Question: Two small loudspeakers A and B are driven by the same amplifier as shown in Fig and emit pure sinuso...

Question

Two small loudspeakers A and B are driven by the same amplifier as shown in Fig and emit pure sinusoidal waves in phase. Speaker A is 1 m away as shown and speaker B is 2 m away from the amplifier. The microphone is 4 m away from the amplifier in transverse direction as indicated in the Figure. For what frequencies constructive interference will occur at P (microphone point) :

A. $1000{\text{Hz,2000Hz,}}.......$
B. $500{\text{Hz,1500Hz,}}.......$
C. $550{\text{Hz,1100Hz,}}.......$
D. $500{\text{Hz,}}1000{\text{Hz,1500Hz,}}.......$

Answer 1

Solution

Waves which are getting emitted from the two loudspeakers have the same frequency because they are in the same phase.
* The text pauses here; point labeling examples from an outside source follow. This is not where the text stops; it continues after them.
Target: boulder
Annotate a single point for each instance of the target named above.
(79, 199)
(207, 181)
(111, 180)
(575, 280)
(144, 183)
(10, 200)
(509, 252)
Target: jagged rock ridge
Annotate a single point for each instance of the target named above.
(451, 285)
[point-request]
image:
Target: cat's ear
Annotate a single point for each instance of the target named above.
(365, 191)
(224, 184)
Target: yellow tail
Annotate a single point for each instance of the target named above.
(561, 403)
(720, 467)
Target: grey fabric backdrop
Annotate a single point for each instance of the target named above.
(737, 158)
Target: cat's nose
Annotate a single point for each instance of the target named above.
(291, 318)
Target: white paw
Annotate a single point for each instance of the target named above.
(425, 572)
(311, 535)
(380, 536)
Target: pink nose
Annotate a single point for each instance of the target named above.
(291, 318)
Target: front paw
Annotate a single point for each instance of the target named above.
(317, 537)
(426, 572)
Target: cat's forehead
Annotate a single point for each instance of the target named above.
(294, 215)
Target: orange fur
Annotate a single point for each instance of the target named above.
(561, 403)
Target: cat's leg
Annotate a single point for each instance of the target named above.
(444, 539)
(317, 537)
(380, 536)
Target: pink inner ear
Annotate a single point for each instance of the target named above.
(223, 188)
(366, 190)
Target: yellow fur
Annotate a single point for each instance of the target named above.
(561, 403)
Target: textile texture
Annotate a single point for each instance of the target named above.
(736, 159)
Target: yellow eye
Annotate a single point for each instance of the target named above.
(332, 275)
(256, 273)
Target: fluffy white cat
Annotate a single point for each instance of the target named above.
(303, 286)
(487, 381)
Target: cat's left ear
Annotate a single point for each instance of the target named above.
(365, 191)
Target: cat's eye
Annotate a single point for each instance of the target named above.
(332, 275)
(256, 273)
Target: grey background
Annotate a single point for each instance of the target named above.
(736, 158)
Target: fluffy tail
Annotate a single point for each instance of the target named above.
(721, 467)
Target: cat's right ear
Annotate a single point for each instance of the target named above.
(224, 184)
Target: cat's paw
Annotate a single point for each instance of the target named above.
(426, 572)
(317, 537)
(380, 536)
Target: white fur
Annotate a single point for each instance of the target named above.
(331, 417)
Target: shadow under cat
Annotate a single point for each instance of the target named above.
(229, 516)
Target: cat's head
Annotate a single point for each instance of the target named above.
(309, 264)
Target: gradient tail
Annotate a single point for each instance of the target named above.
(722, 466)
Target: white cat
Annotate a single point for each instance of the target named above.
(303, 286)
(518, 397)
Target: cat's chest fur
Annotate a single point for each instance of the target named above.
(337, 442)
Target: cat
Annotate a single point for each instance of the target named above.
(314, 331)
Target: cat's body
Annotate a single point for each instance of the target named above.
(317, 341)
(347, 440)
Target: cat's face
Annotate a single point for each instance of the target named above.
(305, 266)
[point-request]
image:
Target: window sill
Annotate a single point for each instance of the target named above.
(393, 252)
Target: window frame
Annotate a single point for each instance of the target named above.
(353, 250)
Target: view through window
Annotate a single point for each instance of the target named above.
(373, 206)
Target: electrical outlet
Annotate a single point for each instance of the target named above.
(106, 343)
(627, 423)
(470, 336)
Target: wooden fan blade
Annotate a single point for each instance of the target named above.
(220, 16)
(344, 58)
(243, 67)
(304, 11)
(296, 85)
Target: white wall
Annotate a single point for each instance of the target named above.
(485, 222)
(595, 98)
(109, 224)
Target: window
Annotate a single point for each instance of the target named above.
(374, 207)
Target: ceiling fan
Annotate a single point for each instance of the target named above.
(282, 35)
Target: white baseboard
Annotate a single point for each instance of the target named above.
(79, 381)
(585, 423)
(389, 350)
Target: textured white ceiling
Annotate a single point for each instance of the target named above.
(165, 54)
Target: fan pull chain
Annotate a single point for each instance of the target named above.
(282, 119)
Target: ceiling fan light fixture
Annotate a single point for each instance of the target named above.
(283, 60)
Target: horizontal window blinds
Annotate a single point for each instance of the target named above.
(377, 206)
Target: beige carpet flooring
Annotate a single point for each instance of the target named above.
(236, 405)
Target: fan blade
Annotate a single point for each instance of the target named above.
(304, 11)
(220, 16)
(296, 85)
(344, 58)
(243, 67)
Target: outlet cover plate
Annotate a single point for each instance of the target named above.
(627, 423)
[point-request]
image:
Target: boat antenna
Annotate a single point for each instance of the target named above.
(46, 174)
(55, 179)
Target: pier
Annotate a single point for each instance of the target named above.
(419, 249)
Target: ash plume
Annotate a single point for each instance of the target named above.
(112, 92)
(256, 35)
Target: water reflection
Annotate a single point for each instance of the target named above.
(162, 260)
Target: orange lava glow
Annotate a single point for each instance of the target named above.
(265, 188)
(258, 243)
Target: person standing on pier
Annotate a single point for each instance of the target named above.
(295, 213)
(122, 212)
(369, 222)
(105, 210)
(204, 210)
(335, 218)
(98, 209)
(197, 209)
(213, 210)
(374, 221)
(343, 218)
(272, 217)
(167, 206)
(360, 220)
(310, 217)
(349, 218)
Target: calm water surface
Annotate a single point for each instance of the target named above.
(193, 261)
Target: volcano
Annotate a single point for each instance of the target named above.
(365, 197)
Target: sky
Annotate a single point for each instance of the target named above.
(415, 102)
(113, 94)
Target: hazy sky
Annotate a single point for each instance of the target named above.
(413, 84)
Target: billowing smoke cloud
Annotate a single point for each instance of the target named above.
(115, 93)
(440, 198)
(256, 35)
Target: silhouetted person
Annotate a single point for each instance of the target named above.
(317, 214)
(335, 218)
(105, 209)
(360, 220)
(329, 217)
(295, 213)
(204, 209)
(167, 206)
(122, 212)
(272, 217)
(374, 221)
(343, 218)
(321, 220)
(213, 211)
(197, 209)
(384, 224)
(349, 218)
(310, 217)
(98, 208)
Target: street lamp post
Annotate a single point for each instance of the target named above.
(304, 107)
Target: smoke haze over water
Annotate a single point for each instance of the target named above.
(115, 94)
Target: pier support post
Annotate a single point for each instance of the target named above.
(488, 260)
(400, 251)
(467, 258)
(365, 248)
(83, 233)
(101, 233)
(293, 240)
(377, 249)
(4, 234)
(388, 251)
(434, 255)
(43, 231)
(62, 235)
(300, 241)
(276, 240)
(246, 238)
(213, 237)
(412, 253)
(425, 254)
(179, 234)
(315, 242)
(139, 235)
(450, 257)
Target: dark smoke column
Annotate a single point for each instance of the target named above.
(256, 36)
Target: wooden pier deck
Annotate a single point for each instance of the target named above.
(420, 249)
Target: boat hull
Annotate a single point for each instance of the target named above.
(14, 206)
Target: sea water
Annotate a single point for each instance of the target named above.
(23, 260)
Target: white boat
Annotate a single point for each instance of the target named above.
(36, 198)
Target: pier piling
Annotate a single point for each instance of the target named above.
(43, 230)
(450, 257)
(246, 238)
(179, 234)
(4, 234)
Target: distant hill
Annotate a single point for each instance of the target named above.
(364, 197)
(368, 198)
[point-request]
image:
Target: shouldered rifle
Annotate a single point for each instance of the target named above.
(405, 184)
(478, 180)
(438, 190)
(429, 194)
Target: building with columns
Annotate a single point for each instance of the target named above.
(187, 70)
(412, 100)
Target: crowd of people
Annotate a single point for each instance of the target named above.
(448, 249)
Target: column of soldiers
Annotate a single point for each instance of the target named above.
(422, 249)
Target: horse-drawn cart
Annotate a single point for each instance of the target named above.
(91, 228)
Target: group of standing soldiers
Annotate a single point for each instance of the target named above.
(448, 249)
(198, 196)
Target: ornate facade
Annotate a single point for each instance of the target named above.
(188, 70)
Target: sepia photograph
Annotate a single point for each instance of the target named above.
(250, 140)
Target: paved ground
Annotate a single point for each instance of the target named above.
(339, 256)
So there will be interference at point P due to the waves coming from the two loudspeakers. Certain conditions to be followed in order to obtain constructive interference.

Formula used:
$\Delta x = n\lambda$
${H^2} = {M^2} + {N^2}$

Complete step by step answer:
The distance between point P and the amplifier is given as 4 meter. The distance between one loudspeaker A and point P is assumed to be ‘S’. The distance between other loudspeaker B and point P is assumed to be ‘L’.
First we should find out the values of ‘S’ and ‘L’ and then subtract one from the other to find out the path difference between the two waves.
From the pythagoras theorem we have ${H^2} = {M^2} + {N^2}$
Hence for the first triangle formed by first loudspeaker we have
${H^2} = {M^2} + {N^2}$
$\eqalign{ & \Rightarrow {S^2} = {M^2} + {N^2} \cr & \Rightarrow {S^2} = {4^2} + {2^2} \cr & \Rightarrow {S^2} = 20 \cr & \Rightarrow S = \sqrt {20} \cr}$
Now for the second triangle formed by the second loudspeaker we have
${H^2} = {M^2} + {N^2}$
$\eqalign{ & \Rightarrow {L^2} = {M^2} + {N^2} \cr & \Rightarrow {L^2} = {4^2} + {1^2} \cr & \Rightarrow {L^2} = 17 \cr & \Rightarrow L = \sqrt {17} \cr}$
The difference between them will be $S - L = 0.35$
In order to have constructive interference that path difference must be integral multiples of wavelength.
$\Delta x = n\lambda$
$\eqalign{ & \Rightarrow S - L = n\lambda \cr & \Rightarrow 0.35 = n\lambda \cr}$
But $\lambda = \dfrac{c}{f}$ where ‘c’ is the velocity of sound and assumed to be 350m/s and f is the frequency
$\lambda = \dfrac{c}{f}$
$\eqalign{ & \Rightarrow \dfrac{{0.35}}{n} = \dfrac{c}{f} \cr & \Rightarrow \dfrac{{0.35}}{n} = \dfrac{{350}}{f} \cr & \Rightarrow f = 1000n \cr}$
Where ‘n’ is any positive integer i.e n=1,2,3,………
So frequency must be multiples of thousand which is only satisfied by option A.
Hence option A will be the answer.

Note:
For the case of constructive interference i.e we will get the maximum output at point P we have this condition. There will be another condition for the case of destructive interference i.e for the minimum output there will be some other condition. Here phase difference is the function of space and phase difference is not constant.